The program, which was first authorized in 1968, allows family child-care providers to be reimbursed for the meals and snacks they give children. The program makes operating such a business profitable for the providers, while keeping the cost of care affordable for parents.
Those who serve low-income children are reimbursed at a higher rate. Child-care centers also can be reimbursed, but only if they serve low-income children. Head Start centers also participate in the program.
Because the sponsors are supposed to train and monitor participating providers--with unscheduled visits, for example--the program is also viewed as a way to ensure that children are also being cared for in safe environments.
The food program works as an incentive for providers to become licensed, said Helen Blank, the director of the child-care and -development division of the Children's Defense Fund, a Washington-based advocacy group.
But the audit showed that some sponsors were not conducting visits. And investigators observed unsafe and unsanitary conditions at some of child-care homes.
While some sponsors clearly were participating in the program for their own gain, Mr. Viadero also found fault with the structure of the program. He said that if the Food and Nutrition Service had been more diligent in implementing recommended improvements in the past, "it could have prevented or detected much of the fraudulent activity we found during our audits and investigations."

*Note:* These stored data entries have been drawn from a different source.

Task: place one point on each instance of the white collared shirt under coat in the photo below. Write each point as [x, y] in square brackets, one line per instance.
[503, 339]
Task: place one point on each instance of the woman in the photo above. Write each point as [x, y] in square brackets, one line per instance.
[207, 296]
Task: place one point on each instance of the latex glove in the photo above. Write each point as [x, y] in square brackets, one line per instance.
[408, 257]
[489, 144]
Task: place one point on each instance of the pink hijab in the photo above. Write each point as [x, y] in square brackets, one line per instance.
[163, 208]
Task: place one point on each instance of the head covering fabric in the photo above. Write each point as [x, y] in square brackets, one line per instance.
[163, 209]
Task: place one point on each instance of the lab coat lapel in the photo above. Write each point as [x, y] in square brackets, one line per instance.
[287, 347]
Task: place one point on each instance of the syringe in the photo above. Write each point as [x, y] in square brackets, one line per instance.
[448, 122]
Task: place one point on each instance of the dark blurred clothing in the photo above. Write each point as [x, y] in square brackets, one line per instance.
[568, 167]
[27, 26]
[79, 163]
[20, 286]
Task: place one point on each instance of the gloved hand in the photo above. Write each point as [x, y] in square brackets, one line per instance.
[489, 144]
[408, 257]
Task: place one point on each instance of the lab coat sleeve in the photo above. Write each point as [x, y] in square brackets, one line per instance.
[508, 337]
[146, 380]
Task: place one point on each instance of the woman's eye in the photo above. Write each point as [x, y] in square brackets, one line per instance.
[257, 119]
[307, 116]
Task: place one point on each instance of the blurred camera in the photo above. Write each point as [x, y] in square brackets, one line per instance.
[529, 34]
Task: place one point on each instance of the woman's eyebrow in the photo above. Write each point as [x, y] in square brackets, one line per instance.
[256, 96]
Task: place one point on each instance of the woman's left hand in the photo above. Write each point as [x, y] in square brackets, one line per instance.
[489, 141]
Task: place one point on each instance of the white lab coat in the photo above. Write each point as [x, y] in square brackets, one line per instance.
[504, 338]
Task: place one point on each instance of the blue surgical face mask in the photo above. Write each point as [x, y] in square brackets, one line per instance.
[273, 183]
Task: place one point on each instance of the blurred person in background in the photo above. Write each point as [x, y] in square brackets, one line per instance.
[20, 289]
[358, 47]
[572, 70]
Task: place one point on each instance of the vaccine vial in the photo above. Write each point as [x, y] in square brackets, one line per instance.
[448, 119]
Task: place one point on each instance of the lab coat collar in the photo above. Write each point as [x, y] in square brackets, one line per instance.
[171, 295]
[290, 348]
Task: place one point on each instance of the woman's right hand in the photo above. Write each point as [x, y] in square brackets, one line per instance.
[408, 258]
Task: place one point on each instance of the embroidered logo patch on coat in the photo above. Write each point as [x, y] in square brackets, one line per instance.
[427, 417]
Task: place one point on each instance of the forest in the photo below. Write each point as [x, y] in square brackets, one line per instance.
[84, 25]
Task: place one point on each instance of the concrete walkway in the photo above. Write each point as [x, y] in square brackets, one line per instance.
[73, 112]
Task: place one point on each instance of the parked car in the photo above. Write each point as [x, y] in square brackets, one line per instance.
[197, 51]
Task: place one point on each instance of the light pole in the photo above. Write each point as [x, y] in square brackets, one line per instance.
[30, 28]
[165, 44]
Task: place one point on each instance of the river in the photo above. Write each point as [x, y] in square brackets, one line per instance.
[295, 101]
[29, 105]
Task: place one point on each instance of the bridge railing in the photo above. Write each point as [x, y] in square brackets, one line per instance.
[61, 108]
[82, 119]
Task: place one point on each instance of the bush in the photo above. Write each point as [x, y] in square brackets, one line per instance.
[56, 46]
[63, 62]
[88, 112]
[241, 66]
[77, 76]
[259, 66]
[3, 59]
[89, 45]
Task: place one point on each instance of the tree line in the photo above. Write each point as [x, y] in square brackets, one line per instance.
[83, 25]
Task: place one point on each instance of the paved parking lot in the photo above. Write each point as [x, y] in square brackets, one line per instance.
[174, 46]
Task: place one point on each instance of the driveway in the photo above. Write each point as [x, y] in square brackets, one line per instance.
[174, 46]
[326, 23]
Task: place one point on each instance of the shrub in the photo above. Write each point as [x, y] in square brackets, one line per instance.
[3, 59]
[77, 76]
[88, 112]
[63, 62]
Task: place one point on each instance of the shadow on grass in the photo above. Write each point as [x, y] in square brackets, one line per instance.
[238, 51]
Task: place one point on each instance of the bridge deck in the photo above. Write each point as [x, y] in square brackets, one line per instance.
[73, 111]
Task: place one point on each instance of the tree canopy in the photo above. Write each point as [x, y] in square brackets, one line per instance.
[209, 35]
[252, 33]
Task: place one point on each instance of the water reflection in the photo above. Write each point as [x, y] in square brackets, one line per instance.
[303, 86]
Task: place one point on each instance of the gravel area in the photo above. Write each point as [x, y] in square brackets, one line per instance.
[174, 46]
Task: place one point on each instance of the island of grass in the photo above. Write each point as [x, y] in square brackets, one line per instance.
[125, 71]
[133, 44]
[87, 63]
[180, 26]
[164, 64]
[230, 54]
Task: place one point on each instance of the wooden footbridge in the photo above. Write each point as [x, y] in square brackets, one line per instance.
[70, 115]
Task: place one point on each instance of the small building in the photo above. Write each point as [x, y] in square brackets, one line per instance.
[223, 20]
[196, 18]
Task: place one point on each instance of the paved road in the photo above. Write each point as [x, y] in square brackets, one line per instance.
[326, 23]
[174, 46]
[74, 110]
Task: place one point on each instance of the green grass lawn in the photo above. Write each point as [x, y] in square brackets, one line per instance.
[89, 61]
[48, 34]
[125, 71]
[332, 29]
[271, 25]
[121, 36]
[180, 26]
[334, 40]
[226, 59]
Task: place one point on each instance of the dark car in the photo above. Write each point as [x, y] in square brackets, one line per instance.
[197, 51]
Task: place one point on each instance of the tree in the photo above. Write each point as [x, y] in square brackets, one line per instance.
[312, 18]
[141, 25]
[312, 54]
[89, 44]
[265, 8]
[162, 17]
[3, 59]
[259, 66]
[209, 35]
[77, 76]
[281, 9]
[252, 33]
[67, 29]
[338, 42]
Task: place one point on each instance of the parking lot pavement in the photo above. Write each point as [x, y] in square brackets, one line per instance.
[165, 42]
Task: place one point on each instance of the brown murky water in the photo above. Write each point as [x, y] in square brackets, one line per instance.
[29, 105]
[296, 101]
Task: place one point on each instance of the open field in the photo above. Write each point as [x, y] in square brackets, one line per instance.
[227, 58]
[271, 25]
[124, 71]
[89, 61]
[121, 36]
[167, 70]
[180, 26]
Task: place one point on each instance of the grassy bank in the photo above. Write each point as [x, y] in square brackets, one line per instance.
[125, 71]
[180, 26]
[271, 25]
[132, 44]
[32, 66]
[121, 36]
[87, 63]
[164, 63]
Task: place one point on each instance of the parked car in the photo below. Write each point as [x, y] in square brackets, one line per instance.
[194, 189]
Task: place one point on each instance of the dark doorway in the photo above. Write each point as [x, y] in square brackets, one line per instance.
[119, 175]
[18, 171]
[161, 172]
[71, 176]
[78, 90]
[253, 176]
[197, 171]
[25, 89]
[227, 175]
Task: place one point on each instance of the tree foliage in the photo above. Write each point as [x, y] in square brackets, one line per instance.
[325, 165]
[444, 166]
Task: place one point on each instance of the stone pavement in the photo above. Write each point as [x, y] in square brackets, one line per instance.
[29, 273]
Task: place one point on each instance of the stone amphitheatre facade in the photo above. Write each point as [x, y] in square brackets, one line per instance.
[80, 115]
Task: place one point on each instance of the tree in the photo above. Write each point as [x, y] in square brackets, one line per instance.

While sponsors are allowed to keep some of the money they receive through the program to pay administrative costs, it has not been clear how much is appropriate, according to the audit.
"We need to be more specific on what are the allowable costs, and how you determine those allowable costs," said Shirley Watkins, the undersecretary for food, nutrition, and consumer services at the USDA.
The agency is preparing a new "integrity rule" that will outline how sponsors are expected to administer the program.
In a written response to the report, Samuel Chambers Jr., an administrator of the FNS, said that while the federal government can oversee the program and provide training, state agencies are responsible for monitoring the sponsors and taking corrective action when necessary.
The audit also recommended that the FNS look at alternatives to the sponsor system. But Ms. Watkins said she didn't believe that changing the model would solve the problem.
"You are always going to have people who find a way to manipulate the system," she said.